Когда Вера уехала, начались обсуждения: «Разумеется, ей это к лицу, потому что она актриса… ничего не поделаешь — надо привыкать… в Париже туда-сюда, но я уверен, что у меня дома, в Кастельнодари, ни мать, ни сестра…»

Мой сосед по койке, бретонский фермер, задумчиво произнес: «Если жена встретит меня, когда я вернусь, в таком виде, я ей такого пинка закачу в одно место!..» Этот анекдот я использовал в фильме «Великая иллюзия»[9].

Отец превосходно помнил квартиру времен своего детства, площадью с «носовой платок». Он убегал на улицу. «Там я был как дома. Автомобилей на парижских улицах не было, можно было слоняться сколько угодно».
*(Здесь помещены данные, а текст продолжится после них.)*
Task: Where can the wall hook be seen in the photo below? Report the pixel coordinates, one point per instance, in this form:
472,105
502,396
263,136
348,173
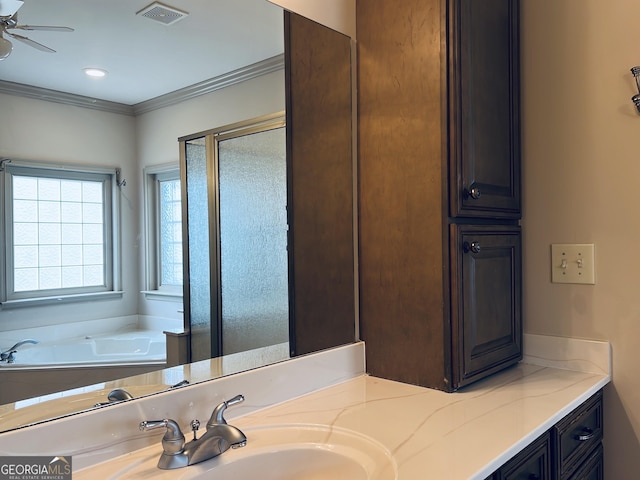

Рождение младшего брата Эдмона и связанные с этим стирки и посещения соседок еще более сократили место, отведенное братьям и сестрам. По счастью, старшего брата Анри взял к себе в ученики ювелир, друг моего деда. Юноша оказался способным и, через несколько недель, стал зарабатывать достаточно, чтобы снять себе комнату. Мой отец унаследовал его кровать в комнатке, которую он делил с младшим братом Виктором. До этого Ренуару приходилось довольствоваться портняжным станком. В то время портные работали, усевшись по-восточному на деревянный верстак на ножках, высотой в сорок сантиметров. Ренуар на всю жизнь запомнил фигуру своего отца, сидящего со скрещенными ногами среди лежащих вокруг кусков материи, образцов, ножниц, мотков ниток, с подушечкой из красного бархата для иголок и булавок, привязанной черными тесемками к рукаву. Дед вставал с места, только для приема клиентов, пищи и других житейских надобностей. Однако его поза Будды казалась детям столь естественной, что, когда он садился с семьей за стол, они едва ли не удивлялись тому, что он наравне со всеми ходит на ногах. После работы Леонар Ренуар тщательно, прибирал верстак. Мой отец приносил тюфяк и одеяла, хранившиеся днем на шкафу, и стелил себе постель. Тюфяк был жиденький, и доски верстака давали себя чувствовать. Это его мало беспокоило. Перины почитались уделом великих мира сего. Больше неприятностей доставляли булавки, рассыпанные на полу и коловшие ноги, когда он, поднимаясь по утрам, забывал обуться. Дед Леонар был человеком степенным и молчаливым, считавшим единственно важным делом в жизни дать детям воспитание и образование, достойные предания о происхождении семьи. Он трудился целый день, но так как это был человек скромный, а платили мало, работа не принесла ему богатства. Если детские воспоминания, моего отца его не обманывают, она давала ему счастье.

вернуться

9

«Великая иллюзия» — известный фильм Жана Ренуара 1937 г. с участием Жана Габена, Эрика фон Шрогейма и Пьера Френе.